Is he the "Superman Pope" as John Vidal reports? (27 December 2014, theguardian.com). No, I don't think so. Superman does everything himself with his vast powers; this superpope does everything with the vast powers of God and the universe. Next year, Pope Francis will issue an encyclical on climate change, address the United Nations General Assembly, and call a summit of the world's main religions, because of his "wish to directly influence next year's crucial UN climate meeting in Paris, when countries will try to conclude 20 years of fraught negotiations with a universal commitment to reduce emissions." He wants to meet with leaders of the main religions "to make all people aware of the state of our climate and the tragedy of social exclusion." The whole world must make the whole world whole.
Last year, he denounced the global financial system "for tyrannizing the poor and turning humans into expendable consumer goods" (Mark Pygas, news.distractify.com). The whole is victimizing the whole. This year, on Christmas Day, he spoke against the "globalization of indifference" (Khaleda Rahman, 25 December 2014, dailymail.co.uk), The whole is denying the whole.
There is no personal salvation, only popular. "In the history of salvation, God has saved a people," Pope Francis says. "There is no full identity without belonging to a people. No one is saved alone, as an isolated individual, but God attracts us looking at the complex web of relationships that take place in the human community" (Spadaro as cited).

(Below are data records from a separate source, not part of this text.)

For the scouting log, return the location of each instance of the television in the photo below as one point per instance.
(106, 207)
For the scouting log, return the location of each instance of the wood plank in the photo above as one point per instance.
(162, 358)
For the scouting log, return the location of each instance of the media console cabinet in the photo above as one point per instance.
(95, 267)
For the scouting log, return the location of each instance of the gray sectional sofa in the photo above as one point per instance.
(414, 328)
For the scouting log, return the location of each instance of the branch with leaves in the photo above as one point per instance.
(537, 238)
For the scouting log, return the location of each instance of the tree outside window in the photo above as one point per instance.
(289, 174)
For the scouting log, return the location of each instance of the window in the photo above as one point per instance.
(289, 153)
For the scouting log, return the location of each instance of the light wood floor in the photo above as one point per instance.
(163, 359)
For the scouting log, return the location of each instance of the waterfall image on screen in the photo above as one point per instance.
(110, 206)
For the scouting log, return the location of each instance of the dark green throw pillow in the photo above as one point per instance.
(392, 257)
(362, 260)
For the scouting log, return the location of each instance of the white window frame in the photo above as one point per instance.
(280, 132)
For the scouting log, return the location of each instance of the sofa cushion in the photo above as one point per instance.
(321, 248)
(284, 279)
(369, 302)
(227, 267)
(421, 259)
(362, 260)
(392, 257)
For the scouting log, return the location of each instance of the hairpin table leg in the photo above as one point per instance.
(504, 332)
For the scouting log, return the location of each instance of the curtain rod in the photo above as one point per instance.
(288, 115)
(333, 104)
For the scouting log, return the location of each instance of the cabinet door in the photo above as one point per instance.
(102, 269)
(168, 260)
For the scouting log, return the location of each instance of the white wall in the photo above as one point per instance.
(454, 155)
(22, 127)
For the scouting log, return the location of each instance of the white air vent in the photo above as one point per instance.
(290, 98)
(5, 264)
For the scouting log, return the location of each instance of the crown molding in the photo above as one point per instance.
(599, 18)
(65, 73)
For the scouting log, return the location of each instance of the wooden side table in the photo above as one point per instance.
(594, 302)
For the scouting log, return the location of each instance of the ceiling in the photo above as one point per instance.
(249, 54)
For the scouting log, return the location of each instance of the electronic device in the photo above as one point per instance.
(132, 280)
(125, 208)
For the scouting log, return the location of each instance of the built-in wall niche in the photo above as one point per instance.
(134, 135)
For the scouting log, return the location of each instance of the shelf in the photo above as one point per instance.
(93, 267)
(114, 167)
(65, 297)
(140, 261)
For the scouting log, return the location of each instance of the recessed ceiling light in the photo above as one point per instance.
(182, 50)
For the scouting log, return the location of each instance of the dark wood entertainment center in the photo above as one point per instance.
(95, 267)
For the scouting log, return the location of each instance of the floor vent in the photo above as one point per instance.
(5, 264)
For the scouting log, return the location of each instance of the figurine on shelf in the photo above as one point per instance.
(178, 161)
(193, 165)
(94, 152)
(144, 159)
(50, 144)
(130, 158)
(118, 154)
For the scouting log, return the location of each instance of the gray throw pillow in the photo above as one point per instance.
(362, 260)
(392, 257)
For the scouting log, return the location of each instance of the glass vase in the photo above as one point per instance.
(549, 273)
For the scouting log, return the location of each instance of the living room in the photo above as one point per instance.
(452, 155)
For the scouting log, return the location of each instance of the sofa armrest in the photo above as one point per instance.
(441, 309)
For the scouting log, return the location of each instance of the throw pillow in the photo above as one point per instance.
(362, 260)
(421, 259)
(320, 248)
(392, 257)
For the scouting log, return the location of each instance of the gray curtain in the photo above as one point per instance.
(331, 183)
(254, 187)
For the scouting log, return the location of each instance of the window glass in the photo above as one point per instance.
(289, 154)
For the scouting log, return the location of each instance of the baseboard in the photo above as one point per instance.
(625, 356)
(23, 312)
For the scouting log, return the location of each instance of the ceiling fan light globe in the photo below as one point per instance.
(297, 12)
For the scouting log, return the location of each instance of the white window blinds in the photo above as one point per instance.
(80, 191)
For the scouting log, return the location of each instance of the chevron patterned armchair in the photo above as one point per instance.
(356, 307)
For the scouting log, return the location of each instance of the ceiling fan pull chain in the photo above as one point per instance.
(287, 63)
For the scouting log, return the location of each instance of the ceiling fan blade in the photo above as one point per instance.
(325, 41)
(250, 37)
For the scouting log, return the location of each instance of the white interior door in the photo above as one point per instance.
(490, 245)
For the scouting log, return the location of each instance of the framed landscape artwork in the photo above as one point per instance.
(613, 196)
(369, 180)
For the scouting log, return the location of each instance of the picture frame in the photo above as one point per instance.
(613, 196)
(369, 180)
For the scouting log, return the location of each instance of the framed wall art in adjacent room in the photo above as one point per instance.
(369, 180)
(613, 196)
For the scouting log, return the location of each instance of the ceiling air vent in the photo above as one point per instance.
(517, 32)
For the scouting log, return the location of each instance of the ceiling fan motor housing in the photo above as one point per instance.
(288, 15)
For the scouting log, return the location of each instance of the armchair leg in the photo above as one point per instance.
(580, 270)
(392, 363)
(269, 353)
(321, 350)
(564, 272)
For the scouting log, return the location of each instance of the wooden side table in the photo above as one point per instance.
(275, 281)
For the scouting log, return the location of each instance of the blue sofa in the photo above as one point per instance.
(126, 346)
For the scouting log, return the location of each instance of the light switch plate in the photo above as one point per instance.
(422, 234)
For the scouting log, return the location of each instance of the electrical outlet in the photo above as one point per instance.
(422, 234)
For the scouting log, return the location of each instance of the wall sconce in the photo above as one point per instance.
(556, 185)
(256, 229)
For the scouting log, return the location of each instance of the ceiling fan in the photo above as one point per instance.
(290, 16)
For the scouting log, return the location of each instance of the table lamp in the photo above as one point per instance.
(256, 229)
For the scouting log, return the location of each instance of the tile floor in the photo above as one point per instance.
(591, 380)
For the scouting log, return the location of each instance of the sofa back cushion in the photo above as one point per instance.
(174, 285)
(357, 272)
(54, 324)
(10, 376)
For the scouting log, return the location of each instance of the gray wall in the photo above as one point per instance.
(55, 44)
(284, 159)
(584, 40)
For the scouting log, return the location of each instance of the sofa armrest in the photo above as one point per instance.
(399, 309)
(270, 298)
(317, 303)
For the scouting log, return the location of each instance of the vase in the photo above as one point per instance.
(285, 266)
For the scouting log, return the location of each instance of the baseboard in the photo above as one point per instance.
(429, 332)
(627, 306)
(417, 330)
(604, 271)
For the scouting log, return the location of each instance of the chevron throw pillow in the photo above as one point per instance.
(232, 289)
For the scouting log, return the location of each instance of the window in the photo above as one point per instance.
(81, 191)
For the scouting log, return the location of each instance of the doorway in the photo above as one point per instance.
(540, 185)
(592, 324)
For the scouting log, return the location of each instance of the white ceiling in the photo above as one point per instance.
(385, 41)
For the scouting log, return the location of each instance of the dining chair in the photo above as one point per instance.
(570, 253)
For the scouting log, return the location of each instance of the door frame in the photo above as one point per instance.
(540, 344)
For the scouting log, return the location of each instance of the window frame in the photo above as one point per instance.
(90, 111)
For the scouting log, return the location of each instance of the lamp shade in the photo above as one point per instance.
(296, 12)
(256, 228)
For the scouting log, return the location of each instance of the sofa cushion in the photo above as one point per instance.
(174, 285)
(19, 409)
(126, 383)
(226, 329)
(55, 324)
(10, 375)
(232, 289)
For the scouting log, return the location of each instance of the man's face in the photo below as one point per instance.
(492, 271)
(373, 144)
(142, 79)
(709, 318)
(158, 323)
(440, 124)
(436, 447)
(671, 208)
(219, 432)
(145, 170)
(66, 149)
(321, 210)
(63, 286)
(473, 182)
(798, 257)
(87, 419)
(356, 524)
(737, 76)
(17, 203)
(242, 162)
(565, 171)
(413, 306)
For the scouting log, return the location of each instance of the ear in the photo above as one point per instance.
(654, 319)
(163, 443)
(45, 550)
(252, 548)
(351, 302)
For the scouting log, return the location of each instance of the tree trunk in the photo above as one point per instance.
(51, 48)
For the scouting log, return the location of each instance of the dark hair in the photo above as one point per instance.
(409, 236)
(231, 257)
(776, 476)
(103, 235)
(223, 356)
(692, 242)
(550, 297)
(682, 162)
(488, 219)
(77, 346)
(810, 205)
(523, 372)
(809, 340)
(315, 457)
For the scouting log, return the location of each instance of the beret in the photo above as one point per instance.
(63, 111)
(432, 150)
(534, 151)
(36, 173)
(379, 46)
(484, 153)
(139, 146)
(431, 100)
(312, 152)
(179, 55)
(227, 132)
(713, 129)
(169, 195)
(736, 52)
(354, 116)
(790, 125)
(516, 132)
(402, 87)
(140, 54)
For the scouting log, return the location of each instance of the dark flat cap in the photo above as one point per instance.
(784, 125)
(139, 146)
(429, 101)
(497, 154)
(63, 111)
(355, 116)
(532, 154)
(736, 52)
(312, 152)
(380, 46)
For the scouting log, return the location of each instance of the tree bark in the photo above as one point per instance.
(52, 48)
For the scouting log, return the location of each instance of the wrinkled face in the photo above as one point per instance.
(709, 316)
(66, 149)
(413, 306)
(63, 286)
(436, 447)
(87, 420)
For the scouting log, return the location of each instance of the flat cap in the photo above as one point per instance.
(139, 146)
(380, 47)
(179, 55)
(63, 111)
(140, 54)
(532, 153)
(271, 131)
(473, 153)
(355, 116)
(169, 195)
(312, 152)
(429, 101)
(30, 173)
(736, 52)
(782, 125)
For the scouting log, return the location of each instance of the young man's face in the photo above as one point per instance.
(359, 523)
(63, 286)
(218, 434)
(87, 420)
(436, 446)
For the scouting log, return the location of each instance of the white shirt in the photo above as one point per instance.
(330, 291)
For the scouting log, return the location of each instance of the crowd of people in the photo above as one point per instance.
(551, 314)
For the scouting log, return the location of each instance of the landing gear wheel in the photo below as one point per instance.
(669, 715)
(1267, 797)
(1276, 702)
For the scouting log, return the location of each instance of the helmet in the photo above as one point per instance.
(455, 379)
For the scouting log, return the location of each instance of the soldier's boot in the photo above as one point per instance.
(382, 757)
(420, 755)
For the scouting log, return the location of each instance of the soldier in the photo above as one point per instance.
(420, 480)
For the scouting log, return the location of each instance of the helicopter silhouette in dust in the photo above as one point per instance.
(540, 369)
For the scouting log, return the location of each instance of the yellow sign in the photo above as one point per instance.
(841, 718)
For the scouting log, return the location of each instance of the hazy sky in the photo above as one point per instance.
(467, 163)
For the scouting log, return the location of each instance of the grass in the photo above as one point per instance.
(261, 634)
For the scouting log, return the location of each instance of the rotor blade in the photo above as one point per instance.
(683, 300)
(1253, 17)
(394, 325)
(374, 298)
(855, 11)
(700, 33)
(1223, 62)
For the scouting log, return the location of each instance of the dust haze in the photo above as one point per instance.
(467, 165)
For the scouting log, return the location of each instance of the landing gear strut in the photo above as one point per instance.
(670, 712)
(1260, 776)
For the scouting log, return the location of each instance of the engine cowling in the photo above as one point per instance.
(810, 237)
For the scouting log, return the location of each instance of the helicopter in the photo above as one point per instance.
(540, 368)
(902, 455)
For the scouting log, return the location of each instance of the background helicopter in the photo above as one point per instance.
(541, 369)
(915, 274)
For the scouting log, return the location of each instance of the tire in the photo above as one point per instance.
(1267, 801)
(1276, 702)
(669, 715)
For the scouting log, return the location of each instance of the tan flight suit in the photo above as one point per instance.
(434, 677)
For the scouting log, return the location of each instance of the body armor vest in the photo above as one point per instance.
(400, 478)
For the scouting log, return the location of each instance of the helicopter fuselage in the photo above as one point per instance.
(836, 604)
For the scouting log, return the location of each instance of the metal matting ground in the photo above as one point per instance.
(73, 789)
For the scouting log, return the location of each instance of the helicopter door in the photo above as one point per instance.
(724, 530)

Pope Francis sees community in all that he does. "A thing that is really important for me: community," he tells Spadaro (cited). "I (am) always looking for a community. I (do) not see myself as a priest on my own. I need a community."
His community is in fact the world. On 31 March 2013, in his first Easter homily, he prayed for peace throughout the world, specifically mentioning the Middle East, Africa and North and South Korea; he also prayed "for humanity to become a better guardian of creation by protecting the environment." (Wikipedia). We are not whole without the environment.
As part of the community, thereby, from now on you can call me The Optimist Catholic because of Pope Francis. Another way of looking at community is like this:
More than the Superman Pope, more than the Optimist, beyond the Pessimist, Jorge Mario Bergoglio as Pope Francis is The Alchemist. No, he is not The Alchemist of the Paulo Coelho kind, who believes in the Personal Legend, that "when you want something, all the universe conspires in helping you to achieve it." Rather, Pope Francis is The Alchemist of the Jorge Mario Bergoglio kind, who believes in the Social Legend, that "when the world wants something, all men must conspire in helping the universe to achieve it!"